GUARDIANS OF THE COASTLINE
It was great to see the Margaret River Volunteer Marine Rescue Group highlighting some key boat safety messages in this newspaper last week. Thanks to the Augusta/MR Mail for making the effort to showcase these wonderful ‘guardians’. This group is continuing to go from strength to strength with increased membership, upgraded Gracetown training facility and a new towing vehicle in the planning stage. Most importantly, the Group has proven over many years of dedicated service in the Capes region, that they are reliable, well resourced and able to respond quickly and efficiently to any marine incidents in the area. If you are a keen boatie or looking to contribute something back into the community, then come along and get involved.
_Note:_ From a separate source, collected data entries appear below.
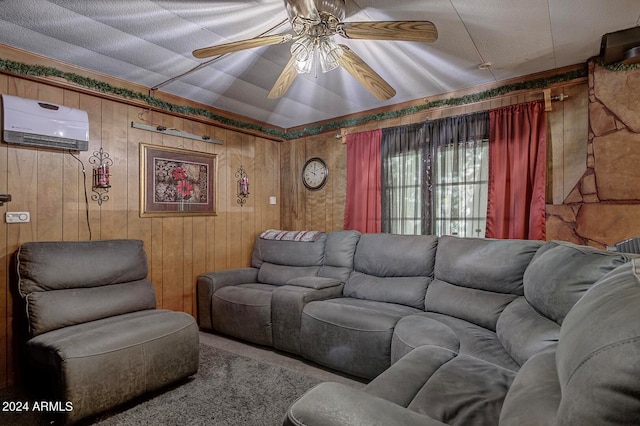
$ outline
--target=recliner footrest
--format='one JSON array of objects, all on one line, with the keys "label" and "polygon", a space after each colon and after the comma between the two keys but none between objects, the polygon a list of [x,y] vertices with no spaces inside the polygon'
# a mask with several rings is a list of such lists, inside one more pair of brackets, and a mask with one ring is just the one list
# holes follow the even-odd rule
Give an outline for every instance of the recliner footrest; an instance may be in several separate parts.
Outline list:
[{"label": "recliner footrest", "polygon": [[52,399],[70,402],[66,421],[108,410],[198,370],[195,319],[146,310],[61,328],[27,342],[35,367],[57,372]]}]

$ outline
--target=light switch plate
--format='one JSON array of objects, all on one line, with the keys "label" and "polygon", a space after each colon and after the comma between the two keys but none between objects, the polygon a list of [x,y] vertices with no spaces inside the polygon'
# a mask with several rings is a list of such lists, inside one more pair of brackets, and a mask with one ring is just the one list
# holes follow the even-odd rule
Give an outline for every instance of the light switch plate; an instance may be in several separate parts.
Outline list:
[{"label": "light switch plate", "polygon": [[31,221],[29,212],[6,212],[4,218],[7,223],[27,223]]}]

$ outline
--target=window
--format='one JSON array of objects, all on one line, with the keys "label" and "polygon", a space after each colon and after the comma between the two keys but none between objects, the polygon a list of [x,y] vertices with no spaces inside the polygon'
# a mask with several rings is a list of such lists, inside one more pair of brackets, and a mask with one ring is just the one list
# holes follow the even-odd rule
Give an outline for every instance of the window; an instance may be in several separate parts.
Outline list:
[{"label": "window", "polygon": [[433,164],[436,235],[484,237],[487,220],[489,142],[446,145]]},{"label": "window", "polygon": [[382,232],[484,237],[489,114],[382,132]]},{"label": "window", "polygon": [[[487,218],[489,143],[439,147],[432,164],[432,234],[484,237]],[[388,232],[421,234],[423,226],[420,152],[394,154],[385,167],[391,170],[385,191],[391,209]]]},{"label": "window", "polygon": [[422,155],[419,151],[395,153],[386,159],[387,229],[392,234],[422,232]]}]

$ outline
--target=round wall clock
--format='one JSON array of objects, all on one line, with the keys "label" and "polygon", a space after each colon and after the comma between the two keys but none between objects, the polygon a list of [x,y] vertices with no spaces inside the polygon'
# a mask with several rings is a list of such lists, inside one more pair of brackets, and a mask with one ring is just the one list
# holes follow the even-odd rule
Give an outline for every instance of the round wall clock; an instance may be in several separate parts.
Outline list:
[{"label": "round wall clock", "polygon": [[322,158],[313,157],[304,163],[302,168],[302,183],[307,189],[312,191],[318,190],[327,183],[327,177],[329,176],[329,169],[327,163]]}]

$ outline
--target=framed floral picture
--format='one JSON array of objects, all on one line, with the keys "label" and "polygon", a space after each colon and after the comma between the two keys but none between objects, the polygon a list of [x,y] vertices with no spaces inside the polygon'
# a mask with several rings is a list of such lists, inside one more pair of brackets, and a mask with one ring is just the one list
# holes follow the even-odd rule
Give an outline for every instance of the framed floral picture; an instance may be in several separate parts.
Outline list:
[{"label": "framed floral picture", "polygon": [[140,144],[140,216],[216,214],[217,155]]}]

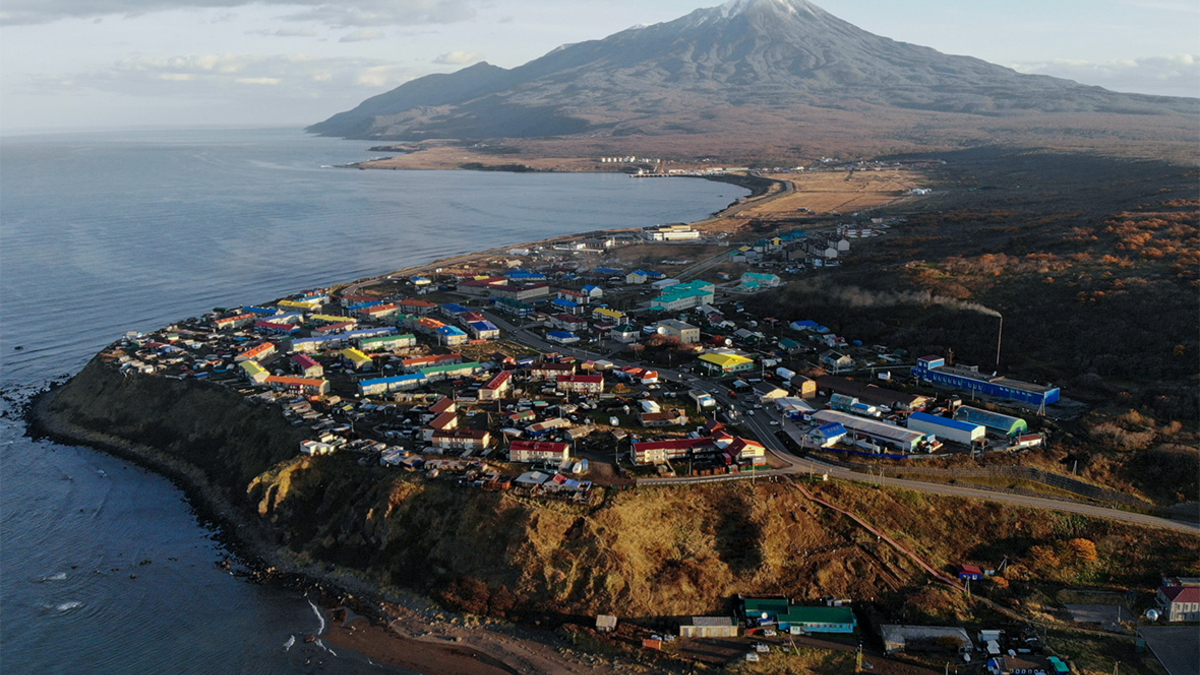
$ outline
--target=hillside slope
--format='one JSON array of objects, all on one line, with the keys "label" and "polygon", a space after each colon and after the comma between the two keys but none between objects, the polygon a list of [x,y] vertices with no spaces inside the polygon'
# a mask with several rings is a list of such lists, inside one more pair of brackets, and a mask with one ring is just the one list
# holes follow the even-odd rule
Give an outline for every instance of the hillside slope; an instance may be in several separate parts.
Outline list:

Great idea would be to come along to their AGM at the Gnarabup Shed ( next to Margaret River Resort ) 730pm, Wed October 5. Promise you won’t get railroaded into any office bearer positions. Just a perfect opportunity to meet and greet.
With the weather slowly changing, what better time to reiterate some of these key boat safety messages, in the hope that they sink in, as opposed to your boat ‘sinking’. Remember, owning a big boat does not mean the risks are any less. A sad reminder of this were the two fishos lost off Coral Bay in an 8.5metre boat and another guy lost off Perth in a 6.4metre boat, earlier this year. Boating is a bit like driving a vehicle, in that the more you do it the greater the chance of something eventually going wrong. Most boaties know these key message, but do you follow them?
-Keep your vessel maintained in good condition. This includes outboard motor servicing, boat trailer and general hull condition.
-Dispose of any old fuel safely and carry 50% in reserve for any trip.
-Check all safety gear is in date, in good condition, easily accessible in either a grab bag, dry bag or storage barrel and that anyone who comes on board is briefed on it’s location and how to use it.
-Life jackets. Make your own decision, but I wear inflatable PFDs constantly and so does everyone on board. Try putting on those cheap yellow square ones with your eyes closed one day and see how much trouble you have!
-Skipper should wear the motor kill switch while underway, to avoid falling overboard and watching the boat heading off, or worse still doing a circle and coming back to bite you.
-Always check the weather ( wind and waves most critical ) before a trip on BOM, Willyweather or other internet sites that are regularly updated.
-Log your trip with ACRM Base on VHF Ch 80 every time. If no radio, leave a clear trip plan with someone reliable in case you get into difficulty.
-Check those damn bungs before leaving, or better still if you have a bilge pump, turn it on once you’ve launched as a double check.
-Ensure batteries are charged and kept on charge when not in use.
If you are new to boating or just really keen to follow up on these key messages in more detail, I have created a more comprehensive explanation on my website. Click on ‘Safety & Maintenance Tips’ at the bottom of the Sea Soaring Marine home page and all will be revealed. Meanwhile, fishos please leave a few Dhuies in the ocean for when I return a few weeks before the closure of the demersal season on October 15.
To answer last week’s question, the outline on the dorsal fin of a Barramundi Cod is iridescent yellow. This week’s question is, ‘How many knots of wind speed is required for a strong wind warning to be in place?’